Internet Protocol (IP) networks have become a widely used data infrastructure for delivering digital information e.g. data, voice and streaming video, both locally and world wide. An increasing amount of data traffic delivered over IP networks contains multimedia content.
In a system for delivering media content, said content is most often compressed. There are servers for sending out the media content and receivers for receiving the media content.

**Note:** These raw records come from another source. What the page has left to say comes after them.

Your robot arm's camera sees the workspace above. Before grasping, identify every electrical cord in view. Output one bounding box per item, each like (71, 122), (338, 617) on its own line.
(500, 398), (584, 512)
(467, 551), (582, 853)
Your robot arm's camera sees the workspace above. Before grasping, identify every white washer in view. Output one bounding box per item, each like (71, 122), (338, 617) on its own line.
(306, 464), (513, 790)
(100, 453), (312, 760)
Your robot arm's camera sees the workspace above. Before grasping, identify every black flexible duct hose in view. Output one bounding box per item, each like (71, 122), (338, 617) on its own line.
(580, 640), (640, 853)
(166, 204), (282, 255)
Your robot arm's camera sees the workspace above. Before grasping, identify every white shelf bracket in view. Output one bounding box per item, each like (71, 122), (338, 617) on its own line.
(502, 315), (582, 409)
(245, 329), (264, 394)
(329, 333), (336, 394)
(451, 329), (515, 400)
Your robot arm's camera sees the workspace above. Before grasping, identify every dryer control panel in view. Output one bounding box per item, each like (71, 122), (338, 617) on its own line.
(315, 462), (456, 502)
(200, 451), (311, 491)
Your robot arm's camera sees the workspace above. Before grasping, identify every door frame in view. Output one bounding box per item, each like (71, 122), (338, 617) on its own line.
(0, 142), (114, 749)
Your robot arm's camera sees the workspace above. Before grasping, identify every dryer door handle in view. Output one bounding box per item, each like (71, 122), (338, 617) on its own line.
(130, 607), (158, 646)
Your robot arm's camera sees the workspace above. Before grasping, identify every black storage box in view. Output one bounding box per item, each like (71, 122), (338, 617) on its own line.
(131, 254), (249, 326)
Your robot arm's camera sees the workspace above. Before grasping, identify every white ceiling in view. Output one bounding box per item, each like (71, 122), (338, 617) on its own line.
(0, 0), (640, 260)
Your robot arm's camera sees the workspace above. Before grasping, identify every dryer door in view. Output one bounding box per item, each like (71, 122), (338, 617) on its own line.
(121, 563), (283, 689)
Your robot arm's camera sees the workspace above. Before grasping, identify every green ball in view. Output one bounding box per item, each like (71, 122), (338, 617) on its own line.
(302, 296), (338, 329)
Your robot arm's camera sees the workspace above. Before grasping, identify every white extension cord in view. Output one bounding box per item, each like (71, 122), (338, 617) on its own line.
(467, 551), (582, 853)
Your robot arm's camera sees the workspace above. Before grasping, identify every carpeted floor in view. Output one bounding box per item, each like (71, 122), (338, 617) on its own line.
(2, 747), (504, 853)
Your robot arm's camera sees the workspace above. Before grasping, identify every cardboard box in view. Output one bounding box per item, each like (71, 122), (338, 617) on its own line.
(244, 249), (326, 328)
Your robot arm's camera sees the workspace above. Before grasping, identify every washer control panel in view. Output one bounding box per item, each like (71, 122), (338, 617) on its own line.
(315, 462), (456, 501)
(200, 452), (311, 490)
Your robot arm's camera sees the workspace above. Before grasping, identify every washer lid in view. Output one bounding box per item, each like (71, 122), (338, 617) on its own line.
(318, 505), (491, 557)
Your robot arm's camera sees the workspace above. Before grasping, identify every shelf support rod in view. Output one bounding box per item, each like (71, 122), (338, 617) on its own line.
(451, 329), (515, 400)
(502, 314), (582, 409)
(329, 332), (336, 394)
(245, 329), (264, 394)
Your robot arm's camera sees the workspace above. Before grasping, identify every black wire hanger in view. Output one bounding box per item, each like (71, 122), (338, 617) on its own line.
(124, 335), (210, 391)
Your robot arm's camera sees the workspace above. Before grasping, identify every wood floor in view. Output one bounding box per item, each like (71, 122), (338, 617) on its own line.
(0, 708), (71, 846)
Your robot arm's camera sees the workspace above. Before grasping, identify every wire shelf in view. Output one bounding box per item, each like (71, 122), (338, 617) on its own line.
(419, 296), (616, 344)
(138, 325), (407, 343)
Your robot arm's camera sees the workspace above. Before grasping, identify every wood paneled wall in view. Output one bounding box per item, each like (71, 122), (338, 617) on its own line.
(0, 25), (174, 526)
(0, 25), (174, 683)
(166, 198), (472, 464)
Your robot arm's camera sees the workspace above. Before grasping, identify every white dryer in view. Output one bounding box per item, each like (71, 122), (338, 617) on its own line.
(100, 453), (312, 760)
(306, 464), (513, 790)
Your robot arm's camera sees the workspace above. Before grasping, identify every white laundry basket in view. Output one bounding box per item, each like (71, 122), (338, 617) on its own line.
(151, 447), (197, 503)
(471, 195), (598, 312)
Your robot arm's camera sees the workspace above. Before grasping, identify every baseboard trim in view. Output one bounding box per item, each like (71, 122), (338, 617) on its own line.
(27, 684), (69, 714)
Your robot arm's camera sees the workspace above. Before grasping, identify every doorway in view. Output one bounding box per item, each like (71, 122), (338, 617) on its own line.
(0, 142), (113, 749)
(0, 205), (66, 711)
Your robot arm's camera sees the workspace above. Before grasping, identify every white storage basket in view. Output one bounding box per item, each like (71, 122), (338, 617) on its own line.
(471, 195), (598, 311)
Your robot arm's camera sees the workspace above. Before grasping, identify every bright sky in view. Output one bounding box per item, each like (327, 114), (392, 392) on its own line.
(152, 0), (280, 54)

TCP (Transport Control Protocol) and UDP (User Data Protocol) are transport protocols used for transporting said media content. The UDP protocol is less complex than TCP, but it does not offer a number of TCP features that can make TCP so useful in certain applications, such as guaranteeing against lost, duplicated, or out of order packets. With the UDP implementation, an application process at the server segments the data into blocks, encapsulates them into UDP and then IP packets, and then delivers them over the IP network with best efforts, i.e. without waiting for receiving acknowledgement. As a result, there is no retransmission of packets and no sliding windowing buffers. A server using UDP is thus capable of delivering data blocks very efficiently without the need to hold the data in its buffer and wait for confirmation, but lost and out-of-order packets are not reported to the server. Therefore, UDP transport does not ensure data delivery and is usually suitable only for use in reliable networks or for situations where unreliable data delivery is acceptable by the end applications.
Compressed data, such as Moving Picture Expert Group 2-Transport stream (MPEG2-TS) is extremely sensitive to data packet loss. Lost packets mean bad end user experience. Retransmission of lost video packets is often an essential function in IPTV networks and the solutions implementing retransmission typically use Real-time Transport protocol (RTP).
RTP transport provides a mechanism for detecting lost packets by implementing a sequence number for each video packet number for each video packet. RTP retransmission is known and standardized. In the RFC4548 an RTP payload format for performing retransmission is defined.
The most common way of transmitting video is using MPEG2-TS over UDP. Video is sensitive for packet loss. Considering the packet loss issue, MPEG-TS is not worse than any other transport protocol. It is the loss of video encoded data itself when UDP packets are lost that is a problem.
As UDP is in itself unreliable, any retransmission of lost traffic must be handled on the application level. Since both UDP and MPEG2-TS lacks a unique identifier per packet, there is obviously a problem to directly identify a specific data packet, data block or data frame in the stream and retransmission can't take place with current technologies.